- 2.5 – 3 pounds beef (the good stuff!)
- 2 cups chopped carrots
- 1 small yellow or white onion, sliced
- 4-5 cloves garlic, chopped
- 1 tsp each: kosher salt, garlic powder, dried basil, dried oregano
- 1/2 tsp dried thyme
- 1/8 tsp ground cinnamon, pinch of red chili flakes
- 1.5 cups organic crushed tomatoes
- 2 cups organic beef stock
- 1 TBSP tomato paste
- Break out your slow cooker. Trim your beef of excess fat, cut into 3-4 inch chunks and set in the crock pot.
- Peel and chop the carrots, slice the onion and chop the garlic. Add these to the pot with the beef along with the seasonings: salt, garlic powder, basil, oregano, thyme, cinnamon and red chili flakes.

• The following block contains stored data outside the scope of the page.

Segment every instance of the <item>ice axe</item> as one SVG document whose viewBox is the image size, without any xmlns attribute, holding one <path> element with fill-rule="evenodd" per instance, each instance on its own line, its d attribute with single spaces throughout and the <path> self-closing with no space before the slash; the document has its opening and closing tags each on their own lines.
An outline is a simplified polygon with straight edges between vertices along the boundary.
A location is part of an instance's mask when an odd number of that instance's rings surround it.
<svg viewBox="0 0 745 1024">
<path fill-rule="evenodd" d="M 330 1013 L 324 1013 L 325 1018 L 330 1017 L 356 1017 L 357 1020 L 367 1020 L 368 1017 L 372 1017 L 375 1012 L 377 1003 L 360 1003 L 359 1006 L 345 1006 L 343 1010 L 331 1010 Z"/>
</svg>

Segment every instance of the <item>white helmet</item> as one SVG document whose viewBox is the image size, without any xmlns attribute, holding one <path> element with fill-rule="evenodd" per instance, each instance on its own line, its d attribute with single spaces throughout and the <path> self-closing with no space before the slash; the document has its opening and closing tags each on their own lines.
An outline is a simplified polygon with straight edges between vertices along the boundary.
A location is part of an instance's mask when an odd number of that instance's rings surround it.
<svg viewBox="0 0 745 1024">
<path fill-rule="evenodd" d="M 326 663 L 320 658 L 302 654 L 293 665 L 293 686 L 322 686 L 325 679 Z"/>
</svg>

- Pour in the beef stock and crushed tomatoes. Add the tomato paste and give everything a good stir. Note: This portion of liquid will produce a fair amount of sauce. If you plan to serve the beef sections whole, you may want to reduce the liquid to 1 cup beef stock, 1 cup crushed tomatoes. If you would like to shred the beef in the sauce before serving, keep the liquid measurements as is.
- Cover the slow cooker, set to low for 5-6 hours. My crock pot is an over-achiever and cooks everything faster than it should. My beef was perfect at four and a half hours, so 5-6 hours will likely work for you.